Folhetos e preservativos em um “carrinho da vida”, parte das ações do Centro Nacional de Educação Sexual de Cuba, para conscientizar sobre o HIV/aids. Foto: Jorge Luis Baños/IPS
Folhetos e preservativos em um “carrinho da vida”, parte das ações do Centro Nacional de Educação Sexual de Cuba, para conscientizar sobre o HIV/aids. Foto: Jorge Luis Baños/IPS

 

Havana, Cuba, 6/5/2014 – Os contos de amor, confiança e entrega ao parceiro se esfumaçaram para a cubana Mayda Torres em 1992, quando exames de rotina para começar em um novo emprego indicaram que tinha o vírus da deficiência imunológica humana (HIV). “Tinha uma relação estável. Não era infiel. Tampouco havia tido antes uma doença sexualmente transmissível (DST)”, contou à IPS essa mulher de 49 anos.

“Quando cheguei ao sanatório (de Santiago de Las Vegas, em Havana) vi com assombro que meu marido estava ali. Era portador e nunca me contou”, recordou Torres, que atualmente é promotora de saúde sexual. Às mulheres “se deve falar de preservativos e DST, mas também sobre como deixar de lado o romantismo e pôr as cartas na mesa com relação ao seu parceiro”, afirmou Torres. “Hoje ninguém está seguro de nada”, lamentou essa sobrevivente de uma época em que ainda não existiam tratamentos contra o HIV, causador da aids.

O número de cubanas com HIV/aids cresceu nos últimos anos, embora sejam poucos e dispersos os dados públicos sobre seu impacto entre as mulheres, nesse país de 11,2 milhões de habitantes. Em 2010, foram constatadas cerca de 2.787 mulheres soropositivas acima de 15 anos, enquanto em 2011 foram 3.013 na mesma faixa etária, segundo o Ministério de Saúde Pública.

Esse Ministério também revelou que as mulheres representaram 20% dos 14.648 portadores de HIV registrados ao fim de 2012, com “altas em alguns municípios e localidades”. No ano passado, as mulheres constituíram 18,5% dos 2.156 novos casos detectados, que aumentaram para mais de 16.400 as pessoas com o vírus.

Nancy Mora, integrante da coordenação nacional do Grupo de Prevenção da Aids (GPSIDA), confirmou à IPS que aumenta o número de mulheres portadoras no país. Esse cenário reaviva o temor de que em Cuba a epidemia se feminize, como ocorre na região do Caribe, onde são 53% dos adultos soropositivos. Segundo a ONU Mulheres, elas representaram em 2013 mais de 60% das pessoas jovens e 54% das adultas com HIV/aids no mundo. A África subsaariana, com 72% de mulheres portadoras, apresentou o indicador mais crítico.

Em Cuba, a aids se comporta de modo diferente. O HIV/aids prevalece no grupo de 15 a 49 anos, sobretudo nos homens que praticam sexo com outros homens, que são mais de 70% do grupo infectado. Em 99% dos casos, a transmissão é sexual. As autoridades desse país socialista mantém quase eliminada a transmissão de mãe para filho e pelo sangue e seus derivados.

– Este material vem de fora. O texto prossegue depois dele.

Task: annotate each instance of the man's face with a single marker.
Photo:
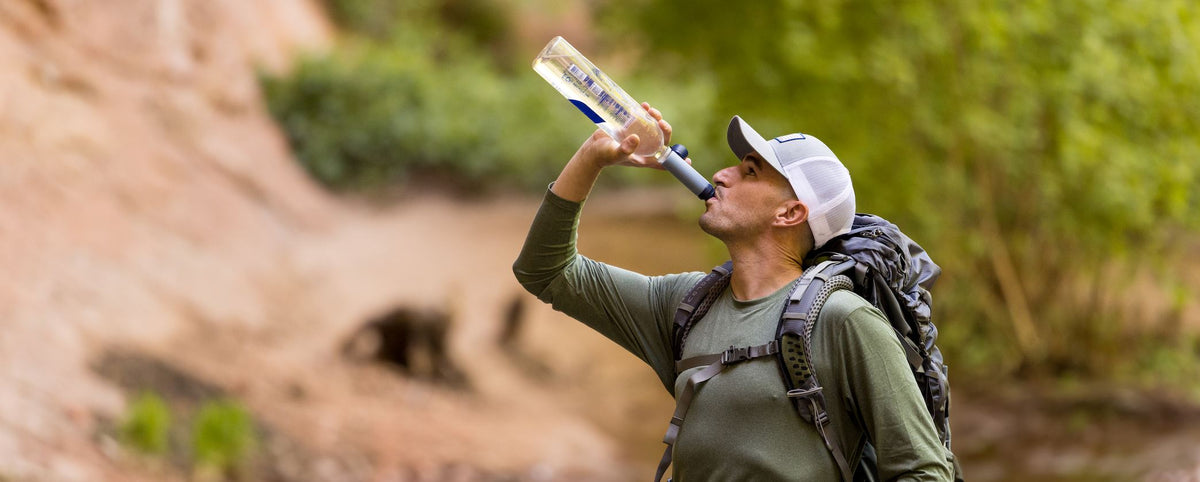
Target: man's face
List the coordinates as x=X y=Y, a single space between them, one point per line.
x=748 y=196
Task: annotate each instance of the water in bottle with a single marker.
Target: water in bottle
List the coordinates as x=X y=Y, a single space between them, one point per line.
x=613 y=110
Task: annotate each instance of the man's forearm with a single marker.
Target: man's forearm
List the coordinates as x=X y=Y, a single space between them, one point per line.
x=574 y=184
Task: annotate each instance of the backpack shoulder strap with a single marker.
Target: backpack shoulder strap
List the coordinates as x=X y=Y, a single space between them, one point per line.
x=795 y=337
x=696 y=302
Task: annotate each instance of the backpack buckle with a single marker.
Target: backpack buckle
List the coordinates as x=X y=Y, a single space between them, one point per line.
x=735 y=355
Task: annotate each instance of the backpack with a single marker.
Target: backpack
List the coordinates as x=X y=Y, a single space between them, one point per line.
x=875 y=260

Cuba exibe uma das menores incidências da América Latina, segundo a Onusida, e os tratamentos contra o HIV/aids são gratuitos, como o resto do atendimento de saúde. Mas a quantidade de portadores do vírus cresce lentamente e de modo sustentado, e entre eles as mulheres, os jovens e inclusive pessoas da terceira idade figuram entre os grupos vulneráveis que demandam estratégias de prevenção mais específicas.

Mora, que também é enfermeira, indicou à IPS que “o aumento registrado na população feminina tem que ser visto à luz do enfoque de gênero. Temos uma cultura bem machista em que a mulher costuma se subordinar de alguma maneira na relação de casal”, afirmou, enquanto com passos rápidos atendia em uma sala do Sanatório de Santiago de Las Vegas.

Situado em um antigo casarão na periferia de Havana, o hospital, que foi o primeiro a cuidar da doença, continua sendo o centro de referência para as pessoas com HIV/aids e guarda a história da enfermidade no país. A integrante do GPSIDA, uma rede nacional de promotores voluntários, apontou que “há uma grande preocupação com que a mulher seja diretiva, se insira na vida pública. Mas não se fala da importância de assumir a direção do seu corpo, a sexualidade e as relações de casal”.

As cubanas recebem salários iguais aos dos homens, têm direito ao aborto legal e seguro, quase uma exceção na América Latina, e constituem 64% dos que se formam na universidade. Mas o machismo persiste. Sobre os ombros femininos recai o trabalho doméstico e o cuidado dos filhos e doentes, e as mulheres costumam ser vistas estereotipadas como objetos sexuais. “Se ela propõe usar camisinha pode ser criticada, até mesmo ser acusada de infiel”, afirmou Mora.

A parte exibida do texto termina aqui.